Slept 8 to 2, mostly very unhappily — suffered from a terrible unshakable failure and persecution dream; got up to whizz roughly every hour, each time hoping to direct my dreams in a better direction but getting sucked back into the old torment.

Then came the 2 am whizz and my annoyed response to the Liszt transcription, which really and truly woke me for a while (to listen to the 4th movement of the Beethoven all the way through). After which I was refreshed, emotionally and physically, and was able to slip back into two hours of   fine sleep, accompanied by a fabulous dream of success, great sex, and loving relationships, which put me in a really great mood on awakening at 4. (My waking vital signs were especially splendid.)

My hands were still horrifically painful, but it looked like a good day nonetheless, and indeed in the morning I managed various complex domestic tasks competently and practiced some shapenote singing on-line. I’m supposed to sing as a pulmonary exercise, but I was also hoping to gear up for Sacred Harp singing with the Palo Alto singers by Zoom today, 1-3. Successfully; I have just finished that. My voice has been better — but I could sing without any strain or flagging, was still bright after two hours of fasola-ing at my computer. (For the SH-informed, I chose four songs: Cambridge 287, Love Shall Never Die 278t, The Christian Warfare 179, and Panting for Heaven 384.)

It’s still unpleasantly cold here, and my fingers still hurt like hell, but at the moment I don’t care. As a bonus, my Apple Music is about to get to Beethoven’s actual 9th symphony; tonight’s the night.


3 Responses to “Anti-Ode to Liszt”

  1. kenru Says:

    I know zilch German; but am quite acquainted with Beethoven’s 9th. So as tribute to your post I attempted to type my version into Google and came up with “freuda sherda goetterfunken tochter aus elysium”. Needless to say Google came through without castigating me at all.

    • arnold zwicky Says:

      Giggle; what has befallen “Freude, schöner Götterfunken,
      Tochter aus Elysium”? But you might be entertained to know that I. / Y. L. Peretz wrote (sometime around 1900) a Yiddish counterpart to the Schiller / Beethoven text. Not so much a translation as a rejoinder. No classical allusions, in plain everyday Yiddish rather than elevated German, and celebrating diversity and the mixing of peoples rather than universal principles.
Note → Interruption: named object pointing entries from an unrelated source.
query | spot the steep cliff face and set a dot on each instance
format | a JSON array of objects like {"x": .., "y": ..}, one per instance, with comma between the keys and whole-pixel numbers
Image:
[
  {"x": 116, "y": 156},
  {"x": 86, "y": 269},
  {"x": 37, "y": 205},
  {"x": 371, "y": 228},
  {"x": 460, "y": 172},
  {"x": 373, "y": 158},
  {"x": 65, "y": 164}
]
From the beginning:

      Ale mentshn zaynen brider,
      Gel(b)e, broyne, shvartse, vayse,
      Felker, lender, un klimatn,
      S’iz an oysgetrakhte mayse.

      Vayse, shvartse, broyne, gel(b)e,
      Misht di farbn oystsuzamen!
      Ale mentshn zaynen brider,
      Fun eyn tatn, fun eyn mamen.

      A fairly literal translation:

      All people are brothers,
      Yellow, brown, black, white,
      Nations, races, and climates,
      That’s all a made-up story. [that is, an Enlightenment fiction]
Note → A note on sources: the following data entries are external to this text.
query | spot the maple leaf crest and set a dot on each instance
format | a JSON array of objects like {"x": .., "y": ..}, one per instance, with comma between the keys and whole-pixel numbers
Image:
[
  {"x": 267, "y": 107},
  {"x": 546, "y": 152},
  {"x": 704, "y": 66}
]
      White, brown, black, yellow
      Mix the colors all together!
      All people are brothers,
      From the same father, from the same mother!
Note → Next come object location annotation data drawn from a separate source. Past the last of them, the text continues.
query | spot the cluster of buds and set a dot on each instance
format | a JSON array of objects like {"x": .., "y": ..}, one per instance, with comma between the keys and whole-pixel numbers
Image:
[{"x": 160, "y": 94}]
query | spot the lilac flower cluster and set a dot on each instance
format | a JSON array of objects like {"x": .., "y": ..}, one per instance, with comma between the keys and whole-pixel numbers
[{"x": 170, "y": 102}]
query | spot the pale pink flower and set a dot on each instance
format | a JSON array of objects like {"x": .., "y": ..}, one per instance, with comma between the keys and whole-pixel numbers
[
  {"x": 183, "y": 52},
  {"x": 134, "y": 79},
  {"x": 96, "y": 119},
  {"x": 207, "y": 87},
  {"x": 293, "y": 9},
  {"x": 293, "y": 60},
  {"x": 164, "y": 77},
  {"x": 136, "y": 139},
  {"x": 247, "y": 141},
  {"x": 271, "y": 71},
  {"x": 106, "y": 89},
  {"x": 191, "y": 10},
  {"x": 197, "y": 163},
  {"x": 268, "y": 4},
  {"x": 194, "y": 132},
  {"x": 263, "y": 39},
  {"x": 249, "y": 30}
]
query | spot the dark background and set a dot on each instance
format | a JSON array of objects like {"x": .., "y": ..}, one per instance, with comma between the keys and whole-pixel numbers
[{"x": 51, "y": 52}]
      [Yiddish spellings from Peretz. Don’t fuss at *me*. Material from a long-ago posting I never finished.]

  2. Robert Coren Says:

    I have never been a fan of Liszt’s transcriptions and “reminiscences” (piano fantasies using the themes of famous operas, generally ). I can understand a reason for the existence of such things in an era without recordings, as a way of allowing people to get acquainted with music they might not otherwise hear (although playing through the Liszt transcriptions would require unusual levels of skill), but I cannot think of any good reason for present-day radio stations (or streaming services) to broadcast them. (I should note that I take some pleasure in playing through piano-four-hands transcriptions of classical symphonies, but I would never dream of treating them as performance pieces.)